GILLETTE, Wyo. — Rescue teams from Wyoming took the top three spots in a competition for emergency responders at surface mines.
Seven teams had to respond to a mock accident involving an equipment collision that caused one death and three injuries during the International Surface Mine Rescue Competition, which was held last week at a heavy equipment dealership in Gillette.
The objective is to put rescuers into as realistic a setting as possible, said Josh Tompkins, president of the Powder River Basin Safety Association.
The team from the North Antelope-Rochelle mine in the Powder River Basin south of Gillette finished first. Cloud Peak Energy’s Antelope mine, also south of Gillette, was second. A team from Solvay Chemicals in Rock Springs ranked third.
The other four teams were from California, Nevada and Wyoming.
In previous years, the mock incidents have involved a disoriented forklift operator colliding with a railroad car and terrorists detonating explosives.
The competition lasted two days. On Thursday, teams competed in fire rescue, triage, confined-space rescue and high-angle rescue.
“Thursday is probably the craziest day because all the scenarios are going on at once,” said Dan Smith, competition committee chairman. “The teams finish one scenario, they get 10 minutes to get their stuff packed up and move on, then they start their next scenario.”
The mock accident drill was Friday. Teams that have not completed the drill are not allowed to watch the others in action so they do not get an advantage when their turn comes.

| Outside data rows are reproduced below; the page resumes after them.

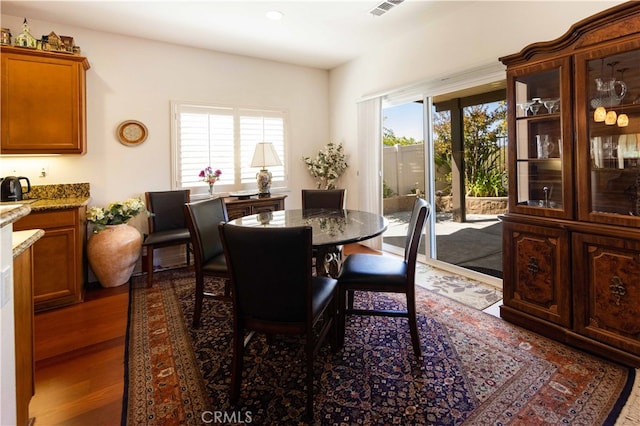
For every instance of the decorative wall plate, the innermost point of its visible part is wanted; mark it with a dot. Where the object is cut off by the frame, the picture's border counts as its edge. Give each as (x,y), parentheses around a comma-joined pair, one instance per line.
(132,132)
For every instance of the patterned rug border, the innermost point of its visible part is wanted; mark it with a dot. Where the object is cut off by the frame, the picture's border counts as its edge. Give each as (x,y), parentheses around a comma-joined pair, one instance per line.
(623,406)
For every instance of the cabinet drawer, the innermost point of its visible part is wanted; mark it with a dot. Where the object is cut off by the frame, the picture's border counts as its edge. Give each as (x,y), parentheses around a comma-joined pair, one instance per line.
(48,219)
(607,298)
(268,207)
(235,212)
(536,271)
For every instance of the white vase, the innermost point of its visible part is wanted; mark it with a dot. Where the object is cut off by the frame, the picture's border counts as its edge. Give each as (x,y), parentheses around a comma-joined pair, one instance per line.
(113,254)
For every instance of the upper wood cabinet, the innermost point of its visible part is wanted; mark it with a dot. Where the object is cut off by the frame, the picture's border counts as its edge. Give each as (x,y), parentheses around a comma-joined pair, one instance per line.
(43,102)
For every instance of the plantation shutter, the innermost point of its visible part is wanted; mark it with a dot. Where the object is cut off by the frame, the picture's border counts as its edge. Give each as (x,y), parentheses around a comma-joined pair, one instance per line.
(225,139)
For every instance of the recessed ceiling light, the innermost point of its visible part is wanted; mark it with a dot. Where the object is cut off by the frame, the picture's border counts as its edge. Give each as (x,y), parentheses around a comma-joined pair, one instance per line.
(274,15)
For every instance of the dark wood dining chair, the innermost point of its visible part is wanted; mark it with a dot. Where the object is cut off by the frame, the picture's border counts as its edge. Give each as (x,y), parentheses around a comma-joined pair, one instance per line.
(324,199)
(370,272)
(274,292)
(167,224)
(203,218)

The team with the lowest score in Thursday’s events went first Friday. The low-scoring team is usually the least experienced and can benefit from watching the others do the accident scenario, said Tompkins of the Powder River Basin Safety Association.
Rob Brewer, a former member of the Antelope mine team who now works for the Glenrock Fire Department, said learning from other units is a big benefit of the competition.
“Rescue is kind of an art, not really a science. You can approach situations a lot of different ways,” he said.
“These teams can learn from each other and see techniques they might have never thought of before.”